City Council will lease land to ASU for dorms

Ginger D. Richardson
The Arizona Republic
Jan. 11, 2007 12:00 AM

PHOENIX - City Council members agreed Wednesday to lease several parcels of downtown land to Arizona State University so that the property can be redeveloped into a $150 million student housing project.

Detailed plans have not yet been released but Deputy City Manager David Cavazos said that early concepts call for the construction of two 16-story towers that average about 170 feet in height.

The towers' design and construction will be funded entirely by a private developer, who will, in turn, charge students rent. advertisement




"We are very excited about this project," Cavazos said. The student housing will be built in two phases, the first of which will open in fall 2008, and contain about 700 to 750 beds. The second phase will bring an additional 500 to 550 beds to downtown.

The project will be on the northern edge of the downtown Phoenix campus, just north of Taylor Street, between First and Second streets. The prime location means the dorm will be sandwiched between the university's primary academic buildings.

It is also forcing the relocation of a few existing downtown businesses, including Mary Ann Avila's Downtown Laundry and Dry Cleaners, which is being razed.

But on Wednesday, Avila and her attorney said they were in support of the student housing plan.

Avila will receive $200,000 from the developer and her current landlord, plus relocation assistance from the city.

She said she is close to signing a new deal that would allow her to reopen her laundry elsewhere in the downtown area, although she declined to disclose the specific location.

Representatives from the Valley Youth Theatre also spoke in favor of the plan. Officials there had been expected to oppose the student housing proposal because of worries it may encroach on city-owned land that had been set aside for their own expansion plans.

However, a Wednesday meeting with Cavazos and other city staff seemed to put those concerns to rest.

"We are very encouraged by the meeting this afternoon," said Bob Cooper, Valley Youth's producing artistic director, who added that he was "very excited" about the ASU project.

But, he said, "It was important to us that it wasn't done at the expense of the children that the Valley Youth Theatre has been supporting for the past 18 years."

Cavazos said that the city and ASU have pledged to work with the Valley Youth Theatre on their expansion efforts and would look at retaining a private firm to redevelop the roughly 35,000 square feet of vacant land around its existing building. They also will work with them on potential funding sources, he said.

Details will need to be worked out over the next 30 to 60 days.

ASU is under a tight deadline to deliver the project, considered critical to the success of the new campus.

Last year in Tempe, more than 1,300 students from the College of Public Programs, the College of Nursing, University College and the Walter Cronkite School of Journalism and Mass Communication lived in on-campus housing.

By fall 2008, all of those programs will have moved to downtown Phoenix, where ASU currently has beds for only 260 students.

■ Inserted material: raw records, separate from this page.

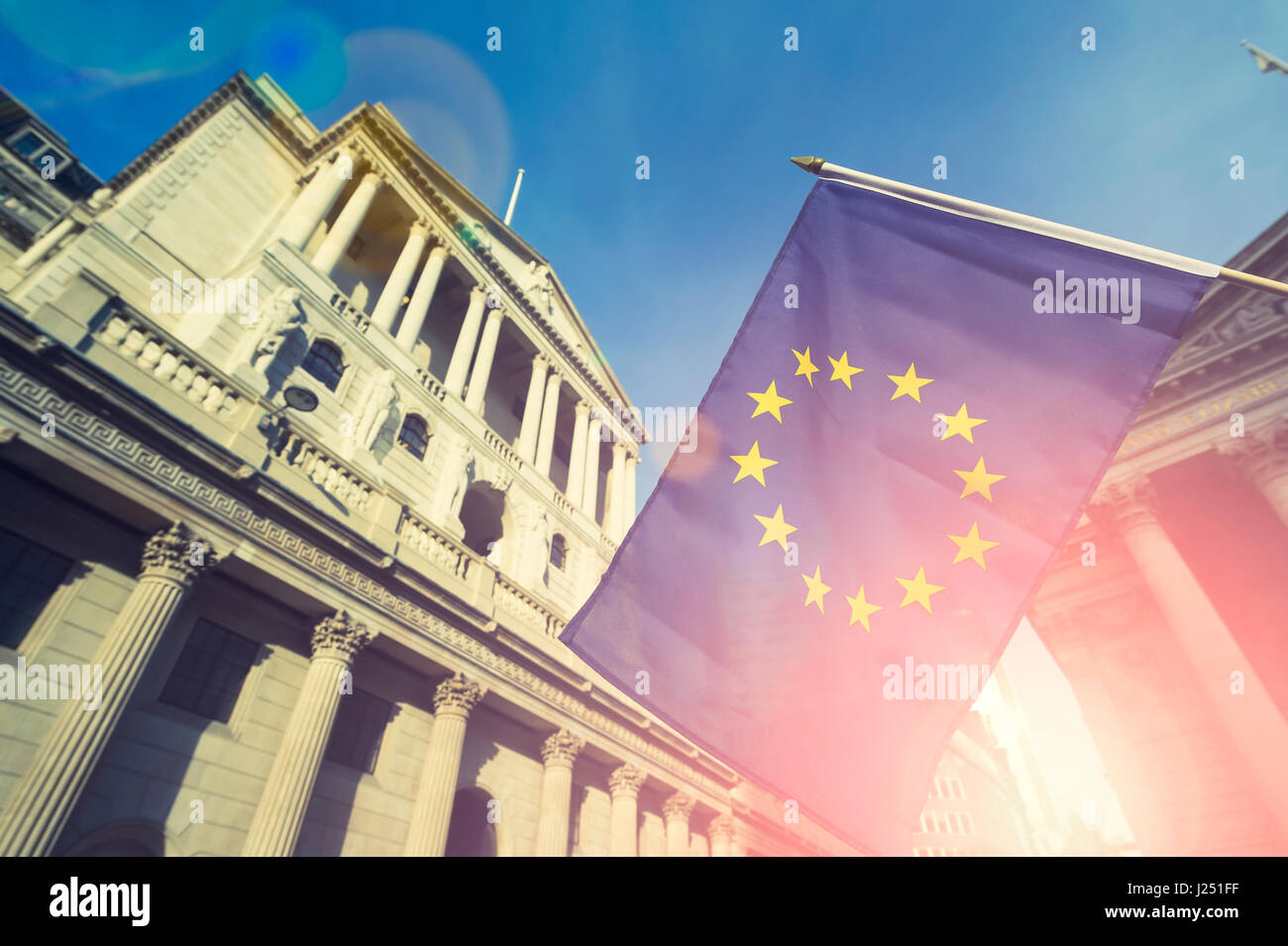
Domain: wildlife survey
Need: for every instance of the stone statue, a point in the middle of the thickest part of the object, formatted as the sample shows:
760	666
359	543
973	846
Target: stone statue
378	404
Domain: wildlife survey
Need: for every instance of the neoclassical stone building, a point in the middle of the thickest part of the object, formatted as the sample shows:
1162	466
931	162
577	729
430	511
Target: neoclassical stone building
1166	610
312	457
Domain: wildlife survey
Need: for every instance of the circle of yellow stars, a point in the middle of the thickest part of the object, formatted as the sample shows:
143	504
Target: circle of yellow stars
979	480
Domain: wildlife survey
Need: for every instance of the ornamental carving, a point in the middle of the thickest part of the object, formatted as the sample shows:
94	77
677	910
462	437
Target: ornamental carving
458	695
678	807
562	749
626	781
340	637
176	554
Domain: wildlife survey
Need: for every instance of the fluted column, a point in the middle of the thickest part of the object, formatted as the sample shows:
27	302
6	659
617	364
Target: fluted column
348	223
47	793
454	700
399	278
590	481
314	201
483	361
616	515
1262	457
675	812
549	418
578	461
413	319
37	252
465	341
532	408
279	813
623	788
1252	719
720	832
558	753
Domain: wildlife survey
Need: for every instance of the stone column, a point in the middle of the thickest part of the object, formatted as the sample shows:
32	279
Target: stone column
578	461
590	481
44	796
413	319
399	278
37	252
623	788
483	361
675	812
558	755
1250	718
532	408
614	517
1262	457
348	223
549	418
284	798
454	700
720	832
465	341
314	201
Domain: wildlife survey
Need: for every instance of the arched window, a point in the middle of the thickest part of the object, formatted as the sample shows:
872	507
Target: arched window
325	362
413	435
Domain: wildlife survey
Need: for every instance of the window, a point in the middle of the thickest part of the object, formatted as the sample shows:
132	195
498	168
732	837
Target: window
26	145
360	727
209	674
325	362
413	435
29	577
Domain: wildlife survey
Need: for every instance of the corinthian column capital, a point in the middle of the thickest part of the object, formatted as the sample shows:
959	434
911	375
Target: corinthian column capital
1126	503
176	554
562	749
458	695
626	782
340	637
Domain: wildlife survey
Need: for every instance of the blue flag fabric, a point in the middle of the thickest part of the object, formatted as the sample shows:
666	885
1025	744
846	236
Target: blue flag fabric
894	451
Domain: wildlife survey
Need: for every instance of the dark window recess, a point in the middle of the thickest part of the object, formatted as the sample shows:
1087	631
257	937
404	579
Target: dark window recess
210	672
360	727
29	577
413	435
325	362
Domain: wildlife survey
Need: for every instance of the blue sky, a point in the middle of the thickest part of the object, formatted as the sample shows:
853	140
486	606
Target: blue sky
1133	139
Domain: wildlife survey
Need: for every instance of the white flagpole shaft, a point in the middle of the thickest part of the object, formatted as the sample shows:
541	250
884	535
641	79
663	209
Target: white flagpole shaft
1006	218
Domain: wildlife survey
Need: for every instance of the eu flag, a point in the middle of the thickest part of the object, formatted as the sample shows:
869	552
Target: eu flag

Two 16-story towers sure will be nice on the northern edge of DT. Can't wait. Should help the AZ Center towers blend in a little better and not look so distant from the core, of course, the Sheraton Hotel will do a better job of that. Great news lately, and it sounds as if most of the projects aren't of the pipe dream nature, it sounds like they'll actually be built. Great news about CPE, I hope they are still planning on going TALL!